Google akhir-akhir ini semakin gencar dalam memberantas adanya hoax di platform mereka. Bahkan, Google melakukan berbagai cara untuk meminimalisir masalah tersebut.
Salah satunya, adalah dengan membentuk upaya fact-check, atau verifikasi fakta dengan tujuan ‘membetulkan’ berita-berita yang tersebar di dunia maya tersebut.
Sayangnya, upaya ini tidak sepenuhnya menjadi solusi utama.

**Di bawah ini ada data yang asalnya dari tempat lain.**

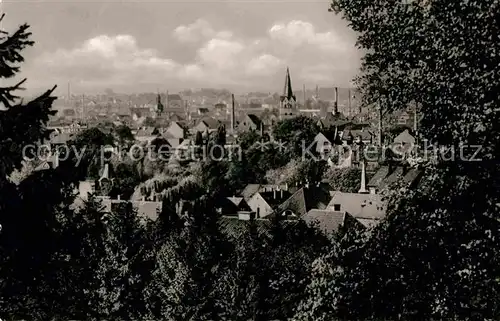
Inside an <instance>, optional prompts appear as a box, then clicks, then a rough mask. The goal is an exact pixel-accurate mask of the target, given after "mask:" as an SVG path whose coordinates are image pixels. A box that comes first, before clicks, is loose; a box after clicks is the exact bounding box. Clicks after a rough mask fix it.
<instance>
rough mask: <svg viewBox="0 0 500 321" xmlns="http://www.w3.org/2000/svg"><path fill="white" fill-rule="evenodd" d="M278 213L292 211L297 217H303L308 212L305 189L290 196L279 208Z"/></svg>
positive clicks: (299, 189)
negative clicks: (285, 211)
mask: <svg viewBox="0 0 500 321" xmlns="http://www.w3.org/2000/svg"><path fill="white" fill-rule="evenodd" d="M278 211H279V212H280V213H281V212H284V211H291V212H292V213H293V214H295V215H296V216H299V217H301V216H303V215H304V214H306V212H307V206H306V196H305V192H304V189H303V188H301V189H299V190H298V191H296V192H295V193H294V194H293V195H292V196H290V197H289V198H288V199H287V200H286V201H285V202H284V203H283V204H281V205H280V206H279V207H278Z"/></svg>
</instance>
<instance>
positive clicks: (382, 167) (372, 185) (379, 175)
mask: <svg viewBox="0 0 500 321" xmlns="http://www.w3.org/2000/svg"><path fill="white" fill-rule="evenodd" d="M421 174H422V171H421V170H419V169H417V168H411V167H409V168H405V167H403V166H392V167H390V166H382V167H381V168H379V170H378V171H377V172H376V173H375V175H374V176H373V177H372V179H370V181H369V182H368V184H366V186H367V188H368V190H369V192H370V194H377V193H380V192H381V191H382V190H383V189H385V188H388V187H389V186H390V185H391V184H393V183H395V182H398V181H401V182H402V183H403V184H404V185H406V186H408V187H410V188H412V187H414V186H415V184H416V183H418V181H419V179H420V177H421Z"/></svg>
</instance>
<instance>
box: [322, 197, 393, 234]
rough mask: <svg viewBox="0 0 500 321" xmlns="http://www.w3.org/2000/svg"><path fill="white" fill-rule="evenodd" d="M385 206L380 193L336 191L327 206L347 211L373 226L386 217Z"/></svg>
mask: <svg viewBox="0 0 500 321" xmlns="http://www.w3.org/2000/svg"><path fill="white" fill-rule="evenodd" d="M385 206H386V204H385V203H384V202H383V200H382V196H381V195H379V194H366V193H344V192H334V193H333V195H332V200H331V201H330V203H329V204H328V206H327V208H328V209H330V210H333V211H335V212H347V213H349V214H350V215H352V216H353V217H354V218H356V219H357V220H358V221H359V222H360V223H361V224H363V225H364V226H366V227H371V226H374V225H376V224H377V223H378V221H380V220H381V219H383V218H384V217H385V210H386V208H385Z"/></svg>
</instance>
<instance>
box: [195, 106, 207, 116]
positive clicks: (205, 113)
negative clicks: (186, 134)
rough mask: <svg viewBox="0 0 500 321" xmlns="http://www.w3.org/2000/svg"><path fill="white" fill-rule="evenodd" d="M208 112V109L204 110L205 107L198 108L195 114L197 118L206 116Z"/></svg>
mask: <svg viewBox="0 0 500 321" xmlns="http://www.w3.org/2000/svg"><path fill="white" fill-rule="evenodd" d="M209 112H210V110H209V109H208V108H205V107H200V108H198V109H197V113H198V115H199V116H205V115H208V113H209Z"/></svg>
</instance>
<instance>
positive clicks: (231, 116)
mask: <svg viewBox="0 0 500 321" xmlns="http://www.w3.org/2000/svg"><path fill="white" fill-rule="evenodd" d="M234 123H235V121H234V94H231V132H234Z"/></svg>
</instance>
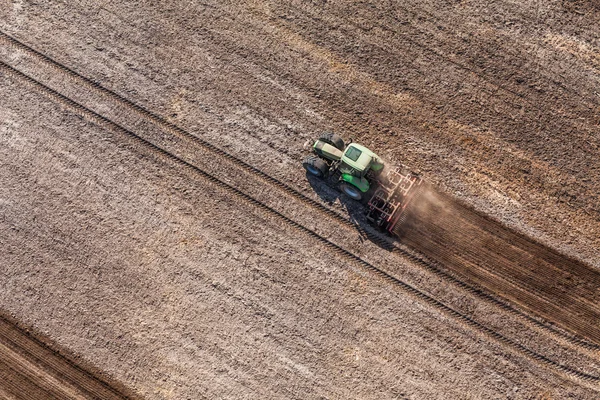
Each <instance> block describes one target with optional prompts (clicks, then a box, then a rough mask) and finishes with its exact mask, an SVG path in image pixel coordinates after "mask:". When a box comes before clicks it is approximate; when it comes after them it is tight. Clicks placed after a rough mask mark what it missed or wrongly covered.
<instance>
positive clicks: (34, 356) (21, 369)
mask: <svg viewBox="0 0 600 400" xmlns="http://www.w3.org/2000/svg"><path fill="white" fill-rule="evenodd" d="M82 364H83V363H82V362H81V361H80V360H79V361H75V357H74V356H73V355H72V354H71V353H69V352H68V351H67V350H65V349H61V348H60V347H59V346H58V345H56V344H55V343H52V342H51V341H50V340H49V339H48V338H46V337H44V336H43V335H41V334H39V333H37V332H34V331H33V330H31V329H29V328H26V327H23V326H22V325H21V324H19V323H17V322H16V321H15V320H13V319H12V318H10V317H8V316H7V315H6V314H2V313H1V312H0V397H3V396H7V397H9V398H14V399H36V400H37V399H69V398H78V399H81V398H86V399H107V400H112V399H115V400H116V399H139V398H140V397H139V396H137V395H135V394H133V393H132V392H131V391H129V390H128V389H126V388H125V387H124V386H123V385H122V384H120V383H118V382H115V381H112V380H111V379H109V378H107V377H106V376H104V375H103V374H102V373H101V372H100V371H98V370H97V369H95V368H94V367H93V366H91V365H82Z"/></svg>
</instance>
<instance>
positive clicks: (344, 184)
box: [340, 182, 362, 201]
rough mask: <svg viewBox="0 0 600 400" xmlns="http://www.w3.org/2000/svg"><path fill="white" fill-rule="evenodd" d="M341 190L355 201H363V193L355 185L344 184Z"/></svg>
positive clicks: (349, 184) (344, 193)
mask: <svg viewBox="0 0 600 400" xmlns="http://www.w3.org/2000/svg"><path fill="white" fill-rule="evenodd" d="M340 190H341V191H342V192H343V193H344V194H345V195H346V196H348V197H350V198H351V199H353V200H357V201H360V200H361V199H362V192H361V191H360V190H359V189H358V188H357V187H356V186H354V185H351V184H349V183H346V182H343V183H341V184H340Z"/></svg>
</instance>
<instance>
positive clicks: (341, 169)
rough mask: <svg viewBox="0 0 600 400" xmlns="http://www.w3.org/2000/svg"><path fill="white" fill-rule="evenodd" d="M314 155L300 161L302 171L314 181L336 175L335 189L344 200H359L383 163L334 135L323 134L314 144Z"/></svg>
mask: <svg viewBox="0 0 600 400" xmlns="http://www.w3.org/2000/svg"><path fill="white" fill-rule="evenodd" d="M312 149H313V151H314V153H315V154H313V155H310V156H308V157H306V158H305V159H304V161H303V162H302V165H303V166H304V168H305V169H306V171H307V172H308V173H309V174H311V175H314V176H316V177H318V178H328V177H330V176H339V177H338V181H339V188H340V190H341V191H342V192H343V193H344V194H346V195H347V196H348V197H350V198H351V199H354V200H359V201H360V200H361V199H362V198H363V196H364V194H365V193H367V192H368V191H369V189H370V188H371V186H372V184H373V182H374V180H375V179H376V176H377V175H378V174H379V173H381V171H382V170H383V161H382V160H381V158H379V157H378V156H377V154H375V153H373V152H372V151H371V150H369V149H367V148H366V147H364V146H361V145H360V144H357V143H352V142H350V144H348V146H346V145H345V144H344V141H343V140H342V138H341V137H339V136H338V135H336V134H335V133H323V134H321V136H319V139H318V140H317V141H315V142H314V144H313V145H312Z"/></svg>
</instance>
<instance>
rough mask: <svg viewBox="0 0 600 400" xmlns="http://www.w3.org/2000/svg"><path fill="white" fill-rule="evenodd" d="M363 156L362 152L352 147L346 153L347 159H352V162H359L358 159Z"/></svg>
mask: <svg viewBox="0 0 600 400" xmlns="http://www.w3.org/2000/svg"><path fill="white" fill-rule="evenodd" d="M361 154H362V151H360V150H358V149H357V148H356V147H350V148H349V149H348V151H347V152H346V157H348V158H349V159H351V160H352V161H356V160H358V157H360V155H361Z"/></svg>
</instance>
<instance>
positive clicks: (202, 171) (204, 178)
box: [0, 61, 600, 384]
mask: <svg viewBox="0 0 600 400" xmlns="http://www.w3.org/2000/svg"><path fill="white" fill-rule="evenodd" d="M0 69H1V70H3V71H4V72H5V73H6V74H7V75H10V76H12V77H13V78H15V79H17V80H19V81H21V82H24V83H26V84H28V85H29V86H31V87H32V88H33V89H35V90H37V91H39V92H40V93H42V94H43V95H45V96H47V97H48V98H50V99H53V100H54V101H56V102H58V103H60V104H62V105H63V106H64V107H65V108H67V109H70V110H71V111H73V112H75V113H76V114H79V115H80V116H82V117H84V118H86V119H88V120H90V121H92V122H94V123H96V124H98V125H99V126H102V127H105V128H108V129H110V130H112V131H114V132H118V133H120V134H123V135H124V136H126V137H129V138H130V139H132V141H133V142H135V143H137V144H141V145H142V146H143V147H146V148H147V149H148V150H149V151H151V152H152V153H154V154H156V155H157V156H160V157H163V158H166V159H168V160H170V161H172V162H174V163H176V164H178V165H180V166H182V167H184V168H185V169H187V170H189V171H191V172H193V173H195V174H197V175H199V176H201V177H202V178H203V179H205V180H207V181H209V182H211V183H212V184H214V185H215V186H217V187H219V188H220V189H222V190H224V191H226V192H228V193H230V194H233V195H234V196H236V197H237V198H239V199H240V200H242V201H244V202H245V203H247V204H248V205H249V206H251V207H252V208H254V209H255V210H257V211H258V212H260V213H261V214H263V215H266V216H269V217H274V218H275V219H277V220H280V221H282V222H283V223H285V224H286V225H288V226H290V227H292V228H294V229H296V230H297V231H299V232H301V233H303V234H305V235H306V236H309V237H311V238H312V239H314V240H316V241H317V242H319V243H321V244H322V245H323V246H324V247H326V248H328V249H329V250H330V251H332V252H333V253H335V254H337V255H338V256H339V257H341V258H343V259H345V260H347V261H349V262H351V263H353V264H355V265H357V266H359V267H361V268H363V269H365V270H367V271H370V272H371V273H373V274H374V275H376V276H378V277H379V278H381V279H382V280H384V281H387V282H389V283H391V284H392V285H394V286H395V287H396V288H398V289H400V290H402V291H403V292H405V293H407V294H409V295H411V296H412V297H414V298H416V299H418V300H420V301H422V302H424V303H427V304H429V305H430V306H431V307H432V308H434V309H436V310H437V311H439V312H442V313H443V314H445V315H448V316H449V317H451V318H453V319H455V320H456V321H457V322H459V323H461V324H463V325H464V326H466V327H468V328H471V329H473V330H475V331H478V332H479V333H481V334H484V335H485V336H487V337H489V338H492V339H493V340H495V341H496V342H497V343H499V344H501V345H503V346H505V347H506V348H508V349H510V350H512V351H515V352H517V353H519V354H521V355H523V356H526V357H527V358H529V359H531V360H533V361H536V362H538V363H539V364H541V365H544V366H546V367H549V368H551V369H552V370H555V371H556V372H560V373H564V374H565V375H566V376H570V377H574V378H578V379H581V380H582V381H585V382H590V383H594V384H596V383H598V382H600V376H596V375H592V374H588V373H585V372H582V371H579V370H577V369H574V368H572V367H569V366H565V365H563V364H560V363H559V362H557V361H555V360H552V359H550V358H548V357H546V356H544V355H542V354H539V353H537V352H535V351H533V350H531V349H529V348H527V347H525V346H523V345H521V344H520V343H517V342H516V341H514V340H512V339H510V338H508V337H506V336H504V335H502V334H500V333H498V332H496V331H494V330H493V329H490V328H488V327H486V326H484V325H483V324H481V323H479V322H477V321H475V320H474V319H472V318H471V317H468V316H466V315H464V314H462V313H460V312H458V311H456V310H454V309H453V308H451V307H449V306H448V305H446V304H444V303H442V302H441V301H439V300H436V299H435V298H433V297H431V296H429V295H428V294H426V293H424V292H422V291H420V290H419V289H417V288H416V287H414V286H412V285H409V284H407V283H405V282H403V281H402V280H400V279H398V278H396V277H394V276H392V275H390V274H389V273H387V272H385V271H384V270H382V269H379V268H378V267H376V266H374V265H372V264H370V263H369V262H367V261H365V260H363V259H362V258H360V257H359V256H357V255H355V254H353V253H352V252H350V251H348V250H346V249H344V248H343V247H341V246H339V245H337V244H335V243H333V242H332V241H330V240H328V239H326V238H325V237H323V236H321V235H319V234H318V233H316V232H315V231H313V230H311V229H309V228H306V227H305V226H303V225H301V224H299V223H298V222H296V221H294V220H292V219H290V218H289V217H287V216H285V215H284V214H282V213H281V212H279V211H277V210H275V209H273V208H271V207H270V206H268V205H267V204H265V203H262V202H261V201H258V200H256V199H255V198H253V197H251V196H250V195H248V194H246V193H244V192H242V191H241V190H239V189H237V188H236V187H234V186H232V185H231V184H229V183H226V182H224V181H222V180H220V179H219V178H217V177H215V176H213V175H211V174H209V173H208V172H206V171H204V170H202V169H201V168H199V167H197V166H195V165H193V164H191V163H189V162H187V161H185V160H183V159H181V158H179V157H178V156H176V155H174V154H172V153H170V152H168V151H166V150H164V149H163V148H161V147H159V146H157V145H155V144H153V143H151V142H149V141H148V140H146V139H144V138H142V137H141V136H139V135H137V134H136V133H134V132H132V131H130V130H128V129H126V128H124V127H122V126H121V125H119V124H117V123H115V122H113V121H111V120H109V119H108V118H106V117H104V116H102V115H100V114H98V113H96V112H94V111H92V110H90V109H88V108H87V107H85V106H83V105H81V104H79V103H77V102H75V101H73V100H71V99H70V98H67V97H66V96H64V95H62V94H60V93H58V92H57V91H55V90H53V89H51V88H49V87H47V86H45V85H44V84H43V83H41V82H39V81H37V80H35V79H34V78H32V77H30V76H28V75H26V74H24V73H22V72H20V71H18V70H17V69H15V68H13V67H11V66H10V65H8V64H6V63H4V62H2V61H0ZM105 90H106V89H105ZM131 104H133V103H131ZM138 107H139V106H138ZM157 118H159V117H157ZM317 204H318V203H317Z"/></svg>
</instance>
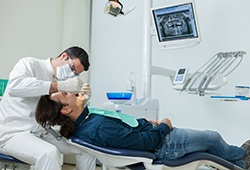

Ada jeda antara cek fakta dengan waktu penyebaran informasi, yang berarti berita sudah banyak orang baca sebelum mengetahui kebenarannya.
Karena hal tersebut, berkali-kali kita diingatkan untuk tidak langsung percaya apa yang dibaca di internet.
Bagi peneliti Google dan beberapa universitas terkemuka di Inggris, edukasi untuk melawan hoax ini memang perlu ditanamkan kepada siapa saja yang mengakses informasi secara daring.
Edukasi ini pada akhirnya akan menumbuhkan perasaan skeptis pada para pengguna internet.
Melawan Hoax, Responden Penelitian Mempelajari ‘Taktik’ Musuh

Melansir New York Times, peneliti Google bersama Universitas Cambridge, dan universitas Bristol mempelajari pendekatan lain dalam melawan hoax lewat apa yang mereka sebut ‘pre-bunking‘.
Melalui edukasi psikologis pada pengguna internet melawan informasi salah dan teori konspirasi, para peneliti tersebut menemukan kalau metode mereka membuat pengguna internet lebih skeptis terhadap berita yang mereka baca di internet.
Cara yang peneliti tersebut lakukan, adalah dengan memperlihatkan video yang berisi taktik-taktik misinformasi.
Dalam artikel yang dirilis dalam Science Advance, cara tersebut cukup berhasil, walau perlu upaya lebih terhadap responden penganut politik.
Memanfaatkan Hasrat Seseorang Menghindari Hoax

Beth Goldberg, salah satu peneliti dalam jurnal tersebut mengatakan bahwa metode ini berdasarkan pada keinginan setiap orang untuk menghindari penipuan.
Dalam wawancara, Goldberg menyampaikan kalau “Cara ini relatif lebih efektif dalam spektrum teori konspirasi, maupun spektrum politik,” ungkapnya.
Peneliti mengajarkan teknik-teknik yang biasa dilakukan pencipta misinformasi, seperti informasi inkoheren, penjelasan dengan kalimat kompleks, serta mengkambing-hitamkan salah satu pihak dalam narasi.
Pada salah satu video, responden ditampilkan sebuah video dengan musik sedih dan adegan dramatis, lengkap dengan narator yang mengucapkan kata-kata “apa yang akan kamu saksikan berikutnya akan membuatmu menangis.”
Tapi video tersebut justru menjelaskan kalau ‘konten emosional cenderung membuat audiens memberi perhatian lebih, berujung pada penyebaran ide moral dan politik di media sosial.’
Media Sosial Perlu Meningkatkan Upaya Mereka

Tidak hanya dalam negeri, negara maju seperti Amerika Serikat juga punya masalah mereka sendiri terkait menghadapi hoax.
Pada situasi yang kental dengan unsur politik seperti pemilihan umum, isu ini jadi semakin relevan, terutama di media sosial yang sering jadi arena utama penyebaran misinformasi.
Media sosial besar seperti Facebook, Twitter, bahkan TikTok, memberi perhatian pada isu ini lewat kerja sama dengan grup cek fakta, label misinformasi, serta portal yang memverifikasi kebenaran suatu postingan.
Mereka juga tidak segan untuk mencabut post hoax atau sepenuhnya memblokir akun yang mendapat berbagai laporan pengguna tentang penyebaran misinformasi.
Walau memang ada hasil yang terlihat dari verifikasi fakta tersebut, upaya yang dilakukan perusahaan media sosial tidak efektif dalam memberantas hoax dan penyebaran misinformasi.
Justru, upaya untuk mengedukasi pengguna internet membutuhkan konten edukasi yang menarik dan mudah dipahami sejak awal. Bisa dalam bentuk video dari penelitian Beth, maupun permainan interkatif untuk mengasah kemampuan berpikir kritis.